Love & Confusion!
Obwohl Ryusei mit den Kräften eines Kotodama ausgestattet ist, hat er sie bisher nur ein einziges Mal genutzt. Sein Kamisama Moriya kann ihn selbst durch innige Berührungen nicht dazu überreden, seine Verletzungen heilen zu lassen. Was steckt nur hinter seinem seltsamen Verhalten? Die schreckliche Wahrheit verbirgt sich in der Vergangenheit …
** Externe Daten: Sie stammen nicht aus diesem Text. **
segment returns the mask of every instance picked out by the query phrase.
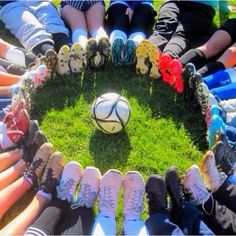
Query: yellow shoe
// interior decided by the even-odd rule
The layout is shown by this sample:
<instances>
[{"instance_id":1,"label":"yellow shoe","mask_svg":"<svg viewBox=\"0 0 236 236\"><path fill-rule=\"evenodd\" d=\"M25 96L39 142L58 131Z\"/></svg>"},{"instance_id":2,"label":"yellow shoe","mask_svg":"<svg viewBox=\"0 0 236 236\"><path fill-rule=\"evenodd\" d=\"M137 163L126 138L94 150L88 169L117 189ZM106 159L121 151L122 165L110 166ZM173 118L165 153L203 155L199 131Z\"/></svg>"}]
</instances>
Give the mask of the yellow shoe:
<instances>
[{"instance_id":1,"label":"yellow shoe","mask_svg":"<svg viewBox=\"0 0 236 236\"><path fill-rule=\"evenodd\" d=\"M160 77L158 62L160 57L160 51L158 47L154 44L149 45L149 62L151 64L151 69L149 72L150 77L158 78Z\"/></svg>"},{"instance_id":2,"label":"yellow shoe","mask_svg":"<svg viewBox=\"0 0 236 236\"><path fill-rule=\"evenodd\" d=\"M70 47L68 45L64 45L61 47L57 55L58 74L60 75L70 74L69 59L70 59Z\"/></svg>"},{"instance_id":3,"label":"yellow shoe","mask_svg":"<svg viewBox=\"0 0 236 236\"><path fill-rule=\"evenodd\" d=\"M86 50L79 42L70 49L70 69L72 73L80 73L86 65Z\"/></svg>"},{"instance_id":4,"label":"yellow shoe","mask_svg":"<svg viewBox=\"0 0 236 236\"><path fill-rule=\"evenodd\" d=\"M149 68L145 64L146 59L149 57L149 46L150 42L148 40L143 40L141 43L137 45L136 48L136 73L145 75L148 73Z\"/></svg>"}]
</instances>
Originaltitel: ZE Vol. 5 |
Die Grundidee der Handlung
In Band 5 beginnt die Geschichte um Ryusei & Moriya, die wir bereits im Vorband kurz kennenlernen durften als sie zur „Wartung“ erschienen, von Waki aber unverrichteter Dinge wieder nach Hause geschickt wurden, weil Kotohas Wutausbruch das Mito Anwesen fast dem Erdboden gleich machte. Auf mehreren Zeitebenen und aus wechselnden Perspektiven erzählt mal Moriya und mal Ryusei ihre Geschichte, wodurch diese nicht nur zeichnerisch, sondern auch inhaltlich interessant und anspruchsvoll dargebracht wird. Zusätzlich verhelfen die zwei Sichtweisen zu einer abgerundeten Charakterisierung der beiden im Wesen total gegensätzlichen Hauptpersonen. Von den anderen ZE-Figuren sieht man diesmal lediglich Genma Yashiro und Himi, weil Ryusei in Genmas Immobilienunternehmen angestellt ist.
Da der Kami Moriya gerade keinen Herrn (Kotodama) hat, soll er nach den Gesetzen des ZE-Fantasy-Hintergrundes solange zu Hakushi – dem Ursprungszustand alles Kamis – werden, bis man seine Dienste irgendwann wieder benötigt. Als sich der widerspenstige Moriya dagegen auflehnt, stellt Waki ihm folgendes Ultimatum: sollte er das schwarze Schaf der Mito Familie, den rebellischen Ryusei, dazu bringen, seine Kotodama-Kräfte einzusetzen und Moriya als seinen persönlichen Kami zu akzeptieren, dann darf Moriya weiter „existieren“. Eine schwierige Ausgangssituation, die beim Leser hohe Erwartungen an die Handlung weckt. Nach und nach erhält man dann Hinweise für Ryuseis Standhaftigkeit, aber die ganzen Hintergründe offenbaren sich natürlich nicht, um die Spannung auf den nächsten Band aufrechtzuerhalten, genauso ist Moriya am Ende des Bandes noch weit davon entfernt, Ryuseis Ansichten darüber ins Wanken zu bringen, geschweige denn sie zu ändern.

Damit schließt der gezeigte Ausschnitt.